Prototype 5-Axis CNC Board

Since I'm working on some CNC firmware, I thought I needed a test platform.  I didn't want to rip-apart the CNC so I decided to build a new 5-axis board using the new Pololu stepper drivers. These are nice little cheap boards and their advantage over the ubiquitous A4988 drivers is that they don't need cooling up to 1.5A per phase.  This makes things way easier, since those tiny little heatsinks for the A4988 chips are scattered all over my apartment, double-sided tape all linted up so they won't stick, just waiting to be stepped on.  They hurt even more than stepping on a Lego block, little buggers.

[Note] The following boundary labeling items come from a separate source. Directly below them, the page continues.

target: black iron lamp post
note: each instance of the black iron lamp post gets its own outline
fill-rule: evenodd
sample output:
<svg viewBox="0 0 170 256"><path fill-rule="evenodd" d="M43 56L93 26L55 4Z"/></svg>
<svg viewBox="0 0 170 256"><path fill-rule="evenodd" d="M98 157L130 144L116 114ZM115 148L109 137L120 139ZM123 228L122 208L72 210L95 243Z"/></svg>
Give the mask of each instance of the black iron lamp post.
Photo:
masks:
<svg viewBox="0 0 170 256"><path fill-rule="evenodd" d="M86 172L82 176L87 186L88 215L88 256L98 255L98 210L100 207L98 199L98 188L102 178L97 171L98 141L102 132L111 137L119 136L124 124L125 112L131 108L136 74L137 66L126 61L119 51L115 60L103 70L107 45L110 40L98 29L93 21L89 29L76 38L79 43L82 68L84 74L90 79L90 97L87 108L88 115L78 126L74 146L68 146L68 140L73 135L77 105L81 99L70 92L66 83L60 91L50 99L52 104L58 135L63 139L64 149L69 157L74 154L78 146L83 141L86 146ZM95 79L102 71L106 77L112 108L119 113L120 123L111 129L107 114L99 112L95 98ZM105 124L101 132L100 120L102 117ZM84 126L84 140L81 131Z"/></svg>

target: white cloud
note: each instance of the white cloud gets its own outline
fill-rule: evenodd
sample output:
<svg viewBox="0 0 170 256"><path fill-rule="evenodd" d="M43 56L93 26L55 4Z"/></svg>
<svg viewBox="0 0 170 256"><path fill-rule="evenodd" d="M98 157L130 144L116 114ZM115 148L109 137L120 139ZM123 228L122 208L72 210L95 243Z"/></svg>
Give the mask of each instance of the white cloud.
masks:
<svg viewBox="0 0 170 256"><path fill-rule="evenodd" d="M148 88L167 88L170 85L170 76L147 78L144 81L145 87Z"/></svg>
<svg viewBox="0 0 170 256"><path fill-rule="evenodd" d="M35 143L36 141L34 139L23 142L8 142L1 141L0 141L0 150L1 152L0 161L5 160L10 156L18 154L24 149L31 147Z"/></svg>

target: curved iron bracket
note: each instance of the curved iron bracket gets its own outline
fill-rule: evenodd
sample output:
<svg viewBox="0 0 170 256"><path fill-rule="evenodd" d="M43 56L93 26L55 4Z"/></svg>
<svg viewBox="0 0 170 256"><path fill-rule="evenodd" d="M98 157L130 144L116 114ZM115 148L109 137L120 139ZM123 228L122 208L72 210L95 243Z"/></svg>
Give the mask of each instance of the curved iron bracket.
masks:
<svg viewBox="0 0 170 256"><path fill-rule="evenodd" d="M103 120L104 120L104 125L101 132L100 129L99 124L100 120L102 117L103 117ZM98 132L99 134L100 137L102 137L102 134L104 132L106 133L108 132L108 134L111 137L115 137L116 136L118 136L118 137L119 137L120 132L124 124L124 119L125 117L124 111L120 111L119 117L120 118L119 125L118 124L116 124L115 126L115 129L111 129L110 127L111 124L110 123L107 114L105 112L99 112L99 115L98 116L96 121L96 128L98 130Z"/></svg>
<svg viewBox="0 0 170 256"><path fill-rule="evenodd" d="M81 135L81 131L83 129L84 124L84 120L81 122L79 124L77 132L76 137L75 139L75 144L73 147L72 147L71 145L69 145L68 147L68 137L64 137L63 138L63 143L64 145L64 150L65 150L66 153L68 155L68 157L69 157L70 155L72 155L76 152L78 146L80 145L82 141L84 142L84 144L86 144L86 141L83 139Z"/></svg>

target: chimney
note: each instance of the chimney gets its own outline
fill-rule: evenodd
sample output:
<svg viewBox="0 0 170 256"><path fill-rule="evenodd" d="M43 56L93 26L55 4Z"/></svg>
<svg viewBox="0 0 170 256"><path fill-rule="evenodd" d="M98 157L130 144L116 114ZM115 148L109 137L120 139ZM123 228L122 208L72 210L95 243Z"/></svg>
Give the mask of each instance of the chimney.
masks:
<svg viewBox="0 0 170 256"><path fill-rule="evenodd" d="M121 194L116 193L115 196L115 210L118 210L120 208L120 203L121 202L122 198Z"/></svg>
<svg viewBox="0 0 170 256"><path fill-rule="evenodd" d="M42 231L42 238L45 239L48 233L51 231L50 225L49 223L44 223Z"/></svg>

Anyway, I figured I should just go to five axes, which would allow me to control the 3D printer eventually (1X, 1Y, 2Z, 1E).  So I built a protoboard test board:


I laid out the board and soldered it up.  It was pretty easy except for having to drill a few extra holes in the power-rails to get the spacing I wanted.  After electrically testing everything I decided not to blow all 5 drivers simultaneously on a meticulously copied wiring error, opting instead for only two.

The MCU controlling the whole mess is an Arduino Uno.  I have the step pins on PortD and the direction pins on PortB, which allows fast bitwise operations to be used for stepping.  While picking up the stuff for the prototype board I also bought a proto-screw-shield, wanting a more resilient mounting option for the Uno:





I have the early version of my CNC firmware loaded onto the Arduino.  After firing up the serial terminal, I had the thing running!



Not super crazy, but still rewarding nonetheless.